Industries that use Additive Manufacturing
Aerospace is one of the early adopters of AM technology. For example, aerospace companies use additive manufacturing to produce aircraft engine brackets, pilot seats, and landing gear components.
The automotive industry is another primary adopter of additive manufacturing technology. Automotive companies use it to produce prototypes and end-use parts such as air vents, fuel tanks, and brake components.
The healthcare industry is a significant adopter of additive manufacturing technology. For example, manufacturing patient-specific tubular continuum manipulators allow for minimally invasive surgery. In addition, dental labs use 3D printing to create dental crowns, bridges, and dentures.
Additive manufacturing is used extensively in the consumer goods industry for prototyping, tooling, and low-volume production. For example, consumer goods companies use 3D printing to produce eyeglasses, hearing aids, and other wearable devices.
Challenges Associated with Additive Manufacturing
The three main challenges associated with AM are quality control, cost, and speed.
1. Quality control
Additive manufacturing is a relatively new technology, and the quality control standards are still being developed. Many factors can affect the quality of an additively manufactured part, such as material properties, build parameters, post-processing, Etc.
One of the biggest challenges associated with additive manufacturing is the high cost of 3D printers and materials. The cost of additively manufactured parts often depends on the domain’s size and complexity.
Additive manufacturing is typically slower than traditional manufacturing methods. The speed of it often depends on the part’s size and complexity.
Additionally, there are often issues with accuracy and repeatability, and it can be not easy to produce large quantities of parts.
- Additive manufacturing can create complex geometries with traditional manufacturing methods that would be impossible to complete.
- It can create on-demand parts, reducing lead time and inventory cost.
- It can be used to create parts with lighter weight, less material waste, and better mechanical properties.
- It can create objects from a variety of materials with intricate details.
- It can also be used to create objects with multiple colors and can be used to create objects with embedded electronics.
Difference between Additive Manufacturing and Conventional Manufacturing
|Additive Manufacturing||Conventional Manufacturing|
|The most obvious is that it builds objects by adding material, layer by layer.||It generally involves removing material to create the desired shape.|
|It can create highly customized products or objects.||It is often more limited in the customization of objects.|
|The types of equipment can be programmed to create almost any three-dimensional shape imaginable.||It generally relies on pre-existing molds or templates.|
|Additive manufacturing processes are typically much faster than their traditional counterparts.||It is slow as its equipment requires more set-up time.|
Which materials are used in Additive Manufacturing?
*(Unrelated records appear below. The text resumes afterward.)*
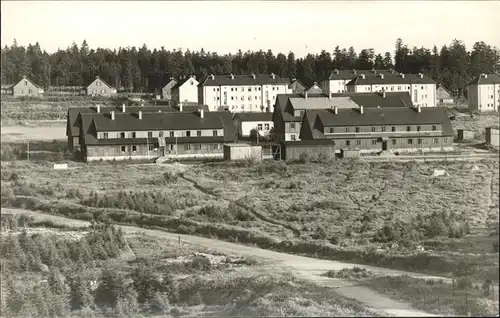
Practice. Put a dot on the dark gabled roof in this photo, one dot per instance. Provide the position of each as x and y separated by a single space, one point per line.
156 121
391 99
350 74
183 81
492 78
314 89
74 121
247 80
99 78
391 79
387 116
254 116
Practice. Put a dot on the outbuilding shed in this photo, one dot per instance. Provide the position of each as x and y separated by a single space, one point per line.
242 151
312 149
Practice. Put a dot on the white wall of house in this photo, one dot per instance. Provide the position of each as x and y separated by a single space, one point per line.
240 98
263 127
484 97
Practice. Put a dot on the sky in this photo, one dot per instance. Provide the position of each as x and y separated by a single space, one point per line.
226 26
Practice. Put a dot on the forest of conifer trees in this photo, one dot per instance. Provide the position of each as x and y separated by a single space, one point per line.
145 70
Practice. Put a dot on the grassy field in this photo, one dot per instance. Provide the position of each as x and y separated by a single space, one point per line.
384 214
433 296
45 274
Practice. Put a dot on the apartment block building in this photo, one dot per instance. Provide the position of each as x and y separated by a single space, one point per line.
484 93
290 108
242 93
396 129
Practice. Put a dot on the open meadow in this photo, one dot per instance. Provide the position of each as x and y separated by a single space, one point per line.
49 270
393 215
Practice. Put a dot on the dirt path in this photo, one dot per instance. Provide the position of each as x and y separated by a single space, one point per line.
304 267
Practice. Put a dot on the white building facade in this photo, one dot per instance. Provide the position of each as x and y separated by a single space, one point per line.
242 93
484 93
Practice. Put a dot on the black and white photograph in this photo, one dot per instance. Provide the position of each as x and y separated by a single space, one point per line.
250 158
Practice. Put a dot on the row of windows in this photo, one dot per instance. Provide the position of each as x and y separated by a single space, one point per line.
187 133
249 89
394 141
155 146
374 129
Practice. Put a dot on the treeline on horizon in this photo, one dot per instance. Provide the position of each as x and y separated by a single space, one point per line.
145 70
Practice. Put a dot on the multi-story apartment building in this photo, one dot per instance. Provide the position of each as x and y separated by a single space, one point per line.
151 135
338 79
185 91
484 93
422 88
242 93
397 129
290 109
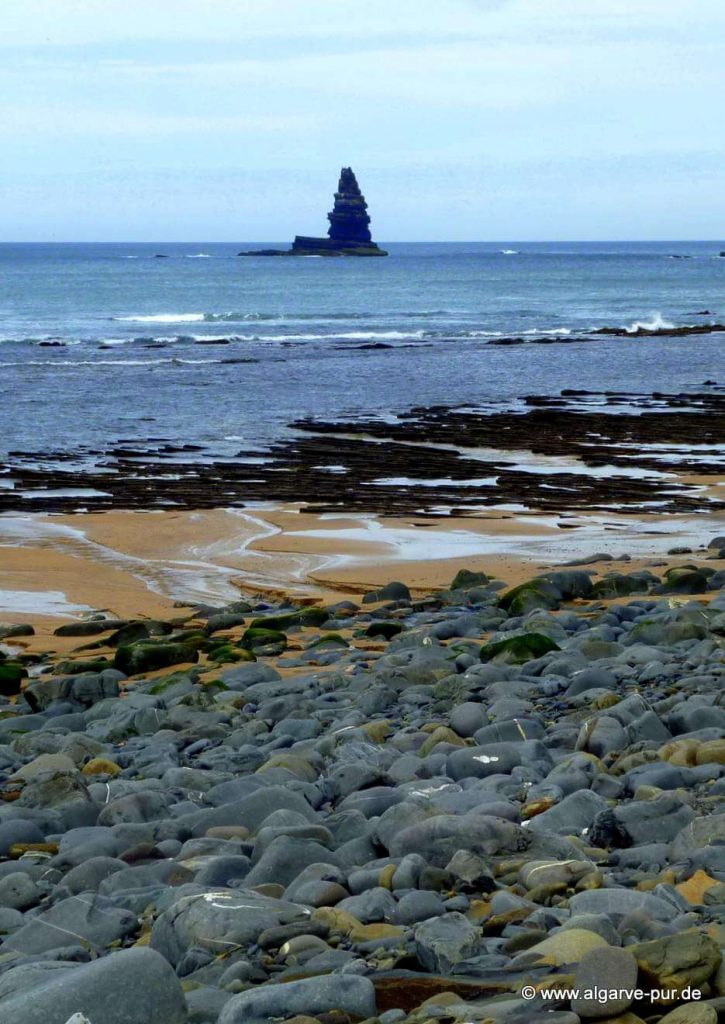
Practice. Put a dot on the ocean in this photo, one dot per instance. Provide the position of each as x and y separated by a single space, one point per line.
189 343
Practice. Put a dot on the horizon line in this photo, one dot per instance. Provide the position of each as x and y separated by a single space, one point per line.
387 242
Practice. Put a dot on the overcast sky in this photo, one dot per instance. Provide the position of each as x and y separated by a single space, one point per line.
228 120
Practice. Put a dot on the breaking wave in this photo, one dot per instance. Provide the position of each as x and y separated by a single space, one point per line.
657 323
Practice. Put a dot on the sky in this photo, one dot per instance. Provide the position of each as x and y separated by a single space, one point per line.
228 120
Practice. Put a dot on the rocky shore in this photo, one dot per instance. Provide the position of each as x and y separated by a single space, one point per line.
483 804
581 451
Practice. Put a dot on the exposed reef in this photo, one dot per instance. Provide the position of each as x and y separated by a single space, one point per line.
348 231
578 452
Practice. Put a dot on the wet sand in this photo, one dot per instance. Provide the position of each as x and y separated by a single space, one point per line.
53 568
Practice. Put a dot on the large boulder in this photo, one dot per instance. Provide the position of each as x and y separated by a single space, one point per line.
133 986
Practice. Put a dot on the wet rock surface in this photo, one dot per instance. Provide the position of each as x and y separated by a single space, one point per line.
412 824
615 452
There are a variety of materials that can be used in additive manufacturing, including
1. Metals (steel, titanium, aluminum)
2. Plastics (acrylics, polycarbonates)
3. Composites (fiberglass, carbon fiber).
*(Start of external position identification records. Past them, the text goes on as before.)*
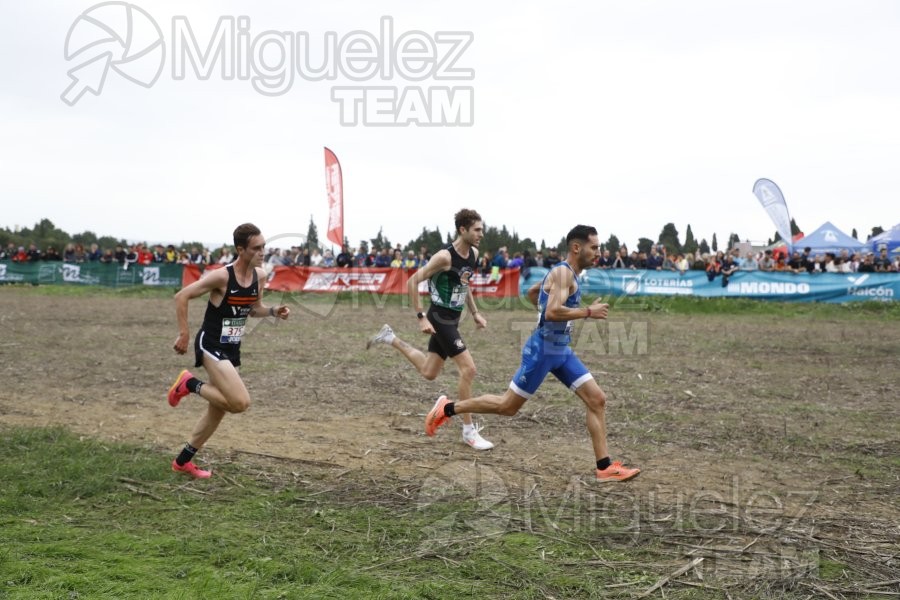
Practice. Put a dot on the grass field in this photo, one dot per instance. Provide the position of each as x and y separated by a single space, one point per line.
767 436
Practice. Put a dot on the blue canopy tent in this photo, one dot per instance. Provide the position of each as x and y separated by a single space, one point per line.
828 238
889 239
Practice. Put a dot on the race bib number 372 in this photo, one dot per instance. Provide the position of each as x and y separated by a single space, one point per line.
232 330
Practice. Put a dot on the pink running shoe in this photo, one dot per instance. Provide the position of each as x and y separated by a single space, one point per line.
191 469
436 417
179 388
616 472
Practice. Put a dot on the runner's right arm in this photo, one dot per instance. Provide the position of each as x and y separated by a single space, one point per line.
439 262
214 283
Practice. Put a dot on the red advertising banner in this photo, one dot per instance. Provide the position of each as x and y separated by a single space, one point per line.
379 281
334 187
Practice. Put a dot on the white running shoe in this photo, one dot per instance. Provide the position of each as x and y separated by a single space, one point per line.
384 336
474 439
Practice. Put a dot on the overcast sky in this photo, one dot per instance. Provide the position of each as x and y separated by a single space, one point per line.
624 115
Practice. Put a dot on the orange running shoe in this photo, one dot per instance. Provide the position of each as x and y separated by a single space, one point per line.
616 472
179 388
436 416
191 469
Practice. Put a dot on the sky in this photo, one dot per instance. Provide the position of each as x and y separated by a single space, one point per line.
621 115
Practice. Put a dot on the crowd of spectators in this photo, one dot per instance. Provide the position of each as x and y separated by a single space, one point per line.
303 256
718 264
140 254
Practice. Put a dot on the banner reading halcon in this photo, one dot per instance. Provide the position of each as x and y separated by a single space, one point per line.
334 186
772 199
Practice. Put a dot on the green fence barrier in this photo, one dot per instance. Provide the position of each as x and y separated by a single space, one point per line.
109 275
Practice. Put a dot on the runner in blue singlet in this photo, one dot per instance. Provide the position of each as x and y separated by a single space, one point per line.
558 298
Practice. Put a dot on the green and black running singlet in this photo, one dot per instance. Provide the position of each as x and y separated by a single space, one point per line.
224 324
449 288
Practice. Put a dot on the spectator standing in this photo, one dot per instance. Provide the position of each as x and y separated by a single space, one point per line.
654 261
552 258
383 260
622 261
95 253
767 263
34 255
315 258
344 258
226 256
397 260
750 263
605 261
868 264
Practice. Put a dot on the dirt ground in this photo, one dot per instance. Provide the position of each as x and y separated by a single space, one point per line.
760 438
These materials have pros and cons depending on the application.
For example, metals are strong and durable but can be pretty heavy, while plastics are lightweight but may not be as strong or long-lasting. Composites can offer the best of both worlds in terms of strength and weight but can be more expensive than other materials.
In conclusion, additive manufacturing is a versatile and rapidly growing technology with many advantages over conventional manufacturing techniques.
For example, it can create complex geometries, produce on-demand parts, and reduce lead time and inventory cost.
However, there are several critical differences between additive and conventional manufacturing, including how objects are created and the possible customization level. Nevertheless, additive manufacturing is a versatile technology with a bright future.